तसिमन्नद्रौ कतिचिदबलाविप्रयुक्त: स कामी नीत्वा मासान् कनकवलयभ्रंशरिक्तप्रकोष्ठ: ।
आषाढस्य प्रथमदिवसे मेघमाश्लिष्टसानुं वप्रक्रीडापरिणतगजप्रेक्षणीयं ददर्श ॥२॥
That lover, separated from his beloved, whose gold armlet had slipped from his bare forearm, having dwelt on that mountain for some months,
on the first day of the month of Asadha, saw a cloud embracing the summit, which resembled a mature elephant playfully butting a bank.
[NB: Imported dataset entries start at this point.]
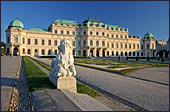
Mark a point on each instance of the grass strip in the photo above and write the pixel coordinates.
(81, 88)
(36, 78)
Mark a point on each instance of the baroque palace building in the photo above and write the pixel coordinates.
(90, 38)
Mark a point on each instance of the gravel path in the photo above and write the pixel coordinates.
(151, 96)
(160, 74)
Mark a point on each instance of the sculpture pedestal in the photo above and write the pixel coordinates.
(68, 83)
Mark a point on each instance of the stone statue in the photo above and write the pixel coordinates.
(63, 64)
(62, 68)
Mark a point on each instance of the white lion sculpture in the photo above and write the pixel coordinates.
(63, 64)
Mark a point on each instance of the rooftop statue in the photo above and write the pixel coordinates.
(63, 64)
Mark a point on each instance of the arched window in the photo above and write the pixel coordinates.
(91, 43)
(16, 39)
(79, 43)
(84, 43)
(103, 43)
(107, 44)
(42, 52)
(112, 45)
(97, 43)
(29, 51)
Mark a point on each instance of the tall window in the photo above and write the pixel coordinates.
(16, 39)
(49, 42)
(67, 32)
(112, 45)
(55, 52)
(91, 43)
(126, 46)
(43, 52)
(29, 51)
(55, 42)
(29, 41)
(103, 43)
(91, 33)
(79, 43)
(7, 39)
(97, 43)
(23, 40)
(74, 44)
(36, 41)
(43, 42)
(55, 31)
(121, 45)
(108, 45)
(134, 46)
(23, 51)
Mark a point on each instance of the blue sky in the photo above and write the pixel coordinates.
(137, 16)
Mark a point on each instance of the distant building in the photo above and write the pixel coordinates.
(91, 37)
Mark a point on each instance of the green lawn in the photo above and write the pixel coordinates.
(36, 78)
(81, 88)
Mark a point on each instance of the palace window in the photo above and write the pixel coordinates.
(55, 31)
(117, 45)
(79, 43)
(23, 40)
(126, 46)
(112, 53)
(36, 41)
(91, 33)
(108, 45)
(43, 42)
(97, 43)
(79, 52)
(49, 42)
(112, 45)
(91, 43)
(16, 39)
(29, 51)
(103, 43)
(84, 33)
(67, 32)
(43, 52)
(55, 52)
(55, 42)
(29, 41)
(7, 39)
(121, 45)
(74, 43)
(23, 51)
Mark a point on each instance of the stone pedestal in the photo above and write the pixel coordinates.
(68, 83)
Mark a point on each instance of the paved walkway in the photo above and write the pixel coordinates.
(160, 74)
(9, 69)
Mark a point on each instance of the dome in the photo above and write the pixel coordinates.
(16, 23)
(148, 35)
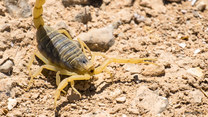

तस्य स्थित्वा कथमपि पुर: कौतुकाधानहेतो: अन्तर्बाष्पश्चिरमनुचरो राजराजस्य दध्यौ ।
मेघालोके भवति सुखिनोऽप्यन्यथाव्रत्ति चेत: कण्ठाश्लेषप्रणयिनि जने किं पुनर्दूरसंस्थे ॥३॥
Managing with difficulty to stand up in front of that cloud which was the cause of the renewal of his enthusiasm, that attendant of the king of kings, pondered while holding back his tears.
Even the mind of a happy person is excited at the sight of a cloud. How much more so, when the one who longs to cling to his neck is far away?
This is by no means an authoritative translation, and texts such as these can not have one. For they were written in allegorical style, drawing upon a lot of context from other stories.
The works of Kalidasa and many other Indian writers are subject to many different interpretations.